A new study has increased the amount of evidence regarding the adverse side effects associated with the birth control medication known as Yaz, a drospirenone-based pill that is also sold as Yasmin or Ocella. These birth control medications were initially quite popular but have been linked to so many negative side effects that sales have dropped off; however, drug maker Bayer has chosen not to initiate a recall of the medication at this point. A new study was published on the 14th of June, 2012, in the New England Journal of Medicine, that details a new study regarding Yaz related side effects. The study took into account 1.6 million non-pregnant women between 15 and 49 years old over 15 years, and showed that the overall risk of stroke from Yaz use is relatively low, but that patients using Yaz and other medications that contain the synthetic hormone known as drospirenone show a higher risk of stroke than those not using hormonal contraceptives.

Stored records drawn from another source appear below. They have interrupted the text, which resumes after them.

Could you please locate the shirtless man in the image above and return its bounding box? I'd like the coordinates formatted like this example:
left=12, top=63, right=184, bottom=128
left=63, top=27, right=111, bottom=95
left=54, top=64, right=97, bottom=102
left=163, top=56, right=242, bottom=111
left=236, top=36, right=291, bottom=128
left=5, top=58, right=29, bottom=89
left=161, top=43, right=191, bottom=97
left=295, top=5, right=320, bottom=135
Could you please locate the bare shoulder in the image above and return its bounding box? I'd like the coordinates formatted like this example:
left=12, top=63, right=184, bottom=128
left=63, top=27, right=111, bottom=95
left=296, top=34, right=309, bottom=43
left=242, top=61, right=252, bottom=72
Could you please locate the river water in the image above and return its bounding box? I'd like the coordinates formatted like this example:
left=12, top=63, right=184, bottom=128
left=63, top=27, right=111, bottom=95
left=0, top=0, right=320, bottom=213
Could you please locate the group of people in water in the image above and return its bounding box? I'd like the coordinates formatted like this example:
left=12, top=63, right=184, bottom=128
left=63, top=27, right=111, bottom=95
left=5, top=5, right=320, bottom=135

Yaz evidence mounts as lawsuit numbers grow

A number of women who have been affected by side effects of the birth control medication have chosen to file lawsuits against drug maker Bayer after experiencing side effects associated with the oral contraceptive. Studies like this one, and one released by the Food and Drug Administration in October of 2011, are used as evidence by patients who are hoping to receive compensation for Yaz injuries that they have experienced as a result of their use of the medication. The FDA study showed about a 1.5-fold increase in the risk of blood clots and similar complications for women who use drospirenone-based birth control pills as opposed to users of other hormonal contraceptives.

Inadequate warnings cited in Yaz lawsuits

Many lawsuits dealing with side effects say that drug maker Bayer did not supply patients with adequate warnings about the risk of side effects. More than 10,000 women have filed lawsuits in the United States, claiming that they have suffered from serious blood clot related injuries after using the once-popular birth control medication.